Man setzt auf unterschiedliche Instrumente

Um die Kunden zu erreichen, setzt man auf verschiedene Kanäle. Neben stationär gibt es (nur noch) in den großen Städten Zustellung, die neben der eigenen auch von Foodora übernommen wird. Click & Collect ist nach wie vor ein Erfolgsmodell.

Bei Adeg setzt man auf hybrid-Lösungen, die sich aktuell sehr bewährt haben. Und Marcel Haraszti ist – im Gegensatz zu so manchem seiner Branchenkollegen – ein Befürworter der Boxen. In alle den Entwicklungen stößt sich Marcel Haraszti an einer Sache immer wieder: die Raumordnung und Flächenwidmungspläne. „Wir würden gerne bestehende Flächen – wie etwa aus dem Einrichtungshandel – nutzen, aber das wird uns nicht genehmigt“, so Haraszti. So entstehen seiner Meinung nach Bodenversiegelungs-Probleme, obwohl der Handel hier wahrlich kein Hauptverursacher ist.

Das Sortiment als ein Schlüssel des Erfolges

Wichtig ist auch, was in einem Billa, Billa Plus, Adeg, Penny und Bipa drinnen ist: das Sortiment muss vieles erfüllen. Bio ist nach wie vor ein Trend. Bei Billa ist der Bio-Anteil 12,3%, bei Billa Plus sogar 12,9%. Im Lebensmittelhandel im Durchschnitt ist der Bio-Anteil 11,4%.
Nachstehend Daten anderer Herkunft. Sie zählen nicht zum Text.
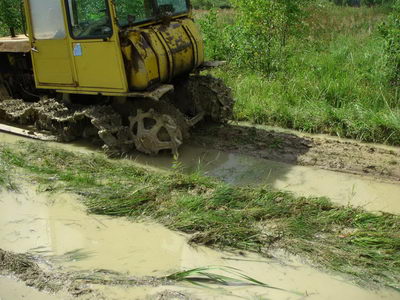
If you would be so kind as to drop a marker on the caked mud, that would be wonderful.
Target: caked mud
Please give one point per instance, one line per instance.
(235, 168)
(55, 229)
(307, 150)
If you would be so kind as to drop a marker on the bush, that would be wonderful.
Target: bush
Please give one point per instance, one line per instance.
(391, 32)
(208, 4)
(10, 17)
(257, 37)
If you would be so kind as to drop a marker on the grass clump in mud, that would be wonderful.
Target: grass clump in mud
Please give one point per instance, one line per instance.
(5, 176)
(345, 239)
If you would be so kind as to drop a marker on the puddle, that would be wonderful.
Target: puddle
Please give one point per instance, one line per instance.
(341, 188)
(10, 289)
(56, 225)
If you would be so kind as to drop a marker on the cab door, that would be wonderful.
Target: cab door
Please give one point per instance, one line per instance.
(96, 51)
(50, 50)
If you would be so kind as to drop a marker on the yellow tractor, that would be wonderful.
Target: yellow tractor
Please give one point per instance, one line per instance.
(125, 72)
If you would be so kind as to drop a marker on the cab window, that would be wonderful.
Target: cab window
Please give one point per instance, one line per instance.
(173, 6)
(89, 19)
(47, 19)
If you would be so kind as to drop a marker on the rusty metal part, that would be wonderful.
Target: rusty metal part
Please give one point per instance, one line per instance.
(152, 132)
(19, 44)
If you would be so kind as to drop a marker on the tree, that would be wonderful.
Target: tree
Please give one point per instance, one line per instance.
(10, 16)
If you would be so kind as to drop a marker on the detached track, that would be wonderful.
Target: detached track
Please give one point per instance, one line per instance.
(326, 153)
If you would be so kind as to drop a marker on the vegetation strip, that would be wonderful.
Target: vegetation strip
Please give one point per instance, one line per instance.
(313, 66)
(344, 239)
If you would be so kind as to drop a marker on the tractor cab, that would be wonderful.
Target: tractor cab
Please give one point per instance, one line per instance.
(111, 47)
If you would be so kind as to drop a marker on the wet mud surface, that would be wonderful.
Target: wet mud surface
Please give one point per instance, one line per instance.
(99, 257)
(306, 150)
(239, 169)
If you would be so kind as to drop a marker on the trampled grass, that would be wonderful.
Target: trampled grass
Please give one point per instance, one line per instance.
(334, 80)
(345, 239)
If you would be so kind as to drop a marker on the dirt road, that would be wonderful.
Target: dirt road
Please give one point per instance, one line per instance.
(378, 161)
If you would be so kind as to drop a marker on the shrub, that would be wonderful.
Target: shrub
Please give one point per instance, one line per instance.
(10, 17)
(391, 31)
(257, 36)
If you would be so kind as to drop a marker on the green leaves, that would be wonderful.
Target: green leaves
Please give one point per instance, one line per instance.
(10, 16)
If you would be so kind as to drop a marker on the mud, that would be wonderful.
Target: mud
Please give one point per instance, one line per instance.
(234, 168)
(10, 289)
(237, 169)
(306, 150)
(55, 229)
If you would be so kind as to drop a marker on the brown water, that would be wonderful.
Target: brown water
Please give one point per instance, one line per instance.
(10, 289)
(341, 188)
(58, 227)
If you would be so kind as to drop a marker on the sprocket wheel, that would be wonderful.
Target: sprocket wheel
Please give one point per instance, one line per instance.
(152, 132)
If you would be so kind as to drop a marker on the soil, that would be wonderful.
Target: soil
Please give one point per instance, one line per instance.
(26, 269)
(294, 148)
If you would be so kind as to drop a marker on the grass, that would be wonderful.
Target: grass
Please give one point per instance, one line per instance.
(344, 239)
(334, 79)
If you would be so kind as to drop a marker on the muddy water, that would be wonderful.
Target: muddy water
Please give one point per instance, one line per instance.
(10, 289)
(58, 227)
(345, 189)
(341, 188)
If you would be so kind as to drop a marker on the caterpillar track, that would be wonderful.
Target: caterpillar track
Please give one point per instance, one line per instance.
(143, 124)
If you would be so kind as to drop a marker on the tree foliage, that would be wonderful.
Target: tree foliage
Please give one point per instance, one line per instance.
(258, 37)
(10, 17)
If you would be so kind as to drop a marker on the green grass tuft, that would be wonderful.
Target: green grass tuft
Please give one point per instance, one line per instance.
(345, 239)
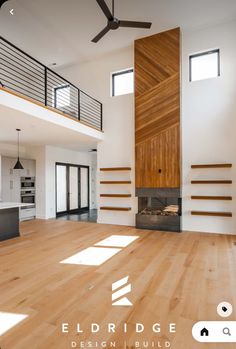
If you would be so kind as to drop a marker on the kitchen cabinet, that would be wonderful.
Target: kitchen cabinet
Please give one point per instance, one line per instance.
(11, 186)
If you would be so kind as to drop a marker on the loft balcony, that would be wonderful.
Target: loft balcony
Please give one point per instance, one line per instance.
(25, 77)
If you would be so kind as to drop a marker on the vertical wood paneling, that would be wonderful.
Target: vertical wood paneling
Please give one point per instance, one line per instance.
(157, 110)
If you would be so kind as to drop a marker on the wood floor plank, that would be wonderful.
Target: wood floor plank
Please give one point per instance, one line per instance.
(175, 278)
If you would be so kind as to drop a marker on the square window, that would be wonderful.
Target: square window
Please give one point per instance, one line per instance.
(204, 65)
(123, 82)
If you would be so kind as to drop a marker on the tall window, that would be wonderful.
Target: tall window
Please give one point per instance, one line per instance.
(123, 82)
(204, 65)
(62, 96)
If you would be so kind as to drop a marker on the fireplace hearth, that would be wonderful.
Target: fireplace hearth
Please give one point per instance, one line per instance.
(159, 209)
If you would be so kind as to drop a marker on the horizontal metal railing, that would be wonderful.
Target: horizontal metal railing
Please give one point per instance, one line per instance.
(25, 75)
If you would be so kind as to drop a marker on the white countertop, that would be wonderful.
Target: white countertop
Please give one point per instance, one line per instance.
(5, 205)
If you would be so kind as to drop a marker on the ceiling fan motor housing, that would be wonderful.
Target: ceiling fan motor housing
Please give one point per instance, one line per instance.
(113, 23)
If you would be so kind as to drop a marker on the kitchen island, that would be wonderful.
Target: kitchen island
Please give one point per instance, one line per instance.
(9, 219)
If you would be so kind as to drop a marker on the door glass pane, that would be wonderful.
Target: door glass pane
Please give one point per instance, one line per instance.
(61, 189)
(83, 187)
(74, 188)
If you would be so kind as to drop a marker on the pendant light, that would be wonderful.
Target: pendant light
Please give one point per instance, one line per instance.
(18, 165)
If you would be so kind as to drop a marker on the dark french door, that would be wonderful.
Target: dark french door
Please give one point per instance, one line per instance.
(72, 188)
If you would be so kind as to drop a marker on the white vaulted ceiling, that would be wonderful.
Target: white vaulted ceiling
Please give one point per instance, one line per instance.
(61, 30)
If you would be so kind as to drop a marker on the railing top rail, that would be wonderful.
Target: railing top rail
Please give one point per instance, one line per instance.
(45, 67)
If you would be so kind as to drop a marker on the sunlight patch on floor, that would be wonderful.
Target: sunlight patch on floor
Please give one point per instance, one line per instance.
(9, 320)
(92, 256)
(117, 241)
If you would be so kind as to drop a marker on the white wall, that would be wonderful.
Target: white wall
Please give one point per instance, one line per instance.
(117, 149)
(208, 125)
(209, 129)
(53, 155)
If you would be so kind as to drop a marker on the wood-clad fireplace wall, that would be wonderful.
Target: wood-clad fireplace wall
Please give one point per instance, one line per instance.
(157, 110)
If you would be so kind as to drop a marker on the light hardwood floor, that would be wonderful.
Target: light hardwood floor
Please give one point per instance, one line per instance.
(175, 278)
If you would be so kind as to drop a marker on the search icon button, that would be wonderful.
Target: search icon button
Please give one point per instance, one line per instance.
(226, 331)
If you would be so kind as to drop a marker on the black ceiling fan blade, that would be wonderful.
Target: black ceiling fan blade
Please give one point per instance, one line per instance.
(105, 9)
(101, 34)
(2, 2)
(133, 24)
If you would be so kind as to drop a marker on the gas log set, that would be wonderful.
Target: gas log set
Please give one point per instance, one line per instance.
(159, 209)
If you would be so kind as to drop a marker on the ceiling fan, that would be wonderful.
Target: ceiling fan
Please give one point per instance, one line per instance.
(114, 23)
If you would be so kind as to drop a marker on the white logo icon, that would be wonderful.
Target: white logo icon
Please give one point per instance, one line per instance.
(224, 309)
(121, 290)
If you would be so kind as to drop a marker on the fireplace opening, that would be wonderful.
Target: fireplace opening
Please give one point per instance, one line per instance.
(159, 209)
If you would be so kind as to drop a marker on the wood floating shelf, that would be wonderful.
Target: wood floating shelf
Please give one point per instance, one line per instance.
(109, 208)
(115, 195)
(198, 197)
(115, 182)
(115, 169)
(212, 166)
(211, 182)
(208, 213)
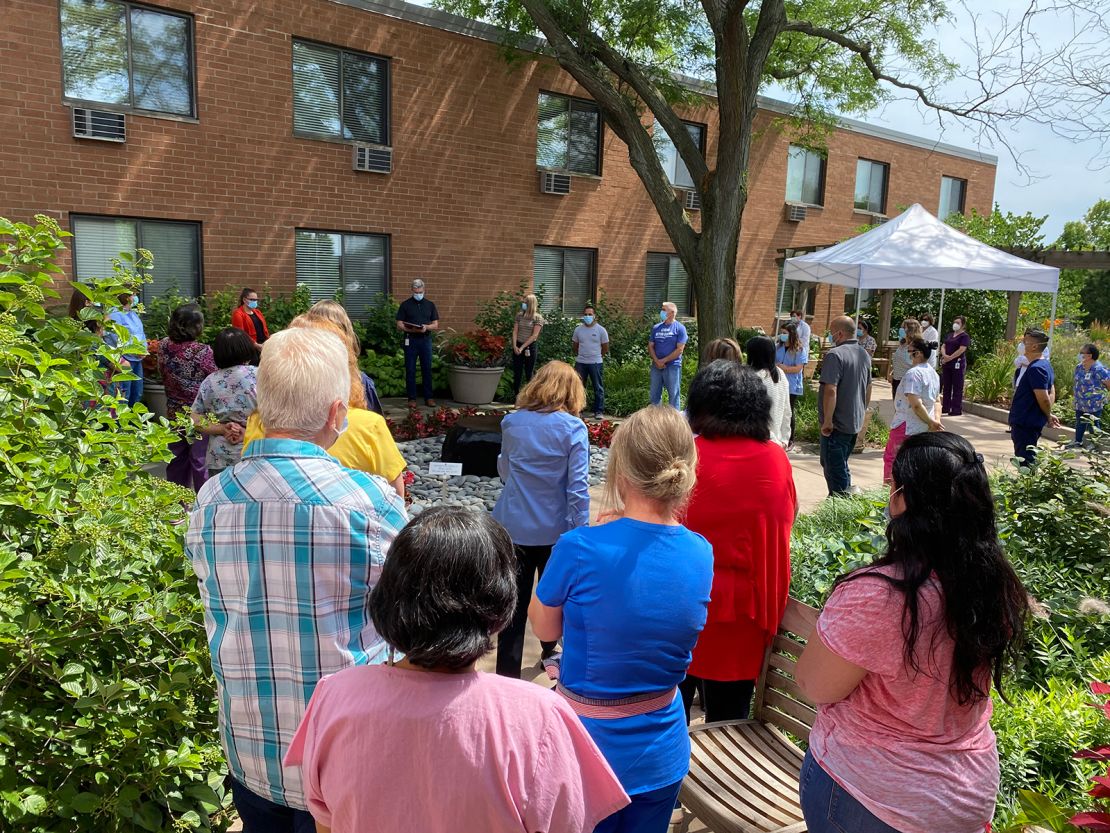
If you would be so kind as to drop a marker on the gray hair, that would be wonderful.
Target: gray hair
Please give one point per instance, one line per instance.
(303, 372)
Die Eigenmarke Clever klettert steil nach oben. Im Sortiment finden sich rund 900 Clever-Artikel, insgesamt 1000 Artikel zu Diskontpreisen. Die interne Inflation bei Billa quer durch das Sortiment (OHNE Non Food) beträgt nur 0,8%, was auch den Diskontprodukten geschuldet ist.

Frischfleisch ausschließlich aus Österreich ist ein USP. Noch dazu kommen 50% des Frischfleisches aus Tierwohl-Programmen. Vegan wächst weiter, ebenso wie Frische.

Die gute Nachricht für den österreichischen Markt lautet: die Wertschöpfung ist sogar gestiegen, da viel mehr aus Österreich gesourct wird und die Beziehung zur Landwirtschaft eine Gute ist. Auch die Läger sind auf Österreich verteilt und werden immer wieder den neuen Gegebenheiten angepasst (ZB Pfand). Zur Diskussion steht nun eine Neuerrichtung in St. Pölten.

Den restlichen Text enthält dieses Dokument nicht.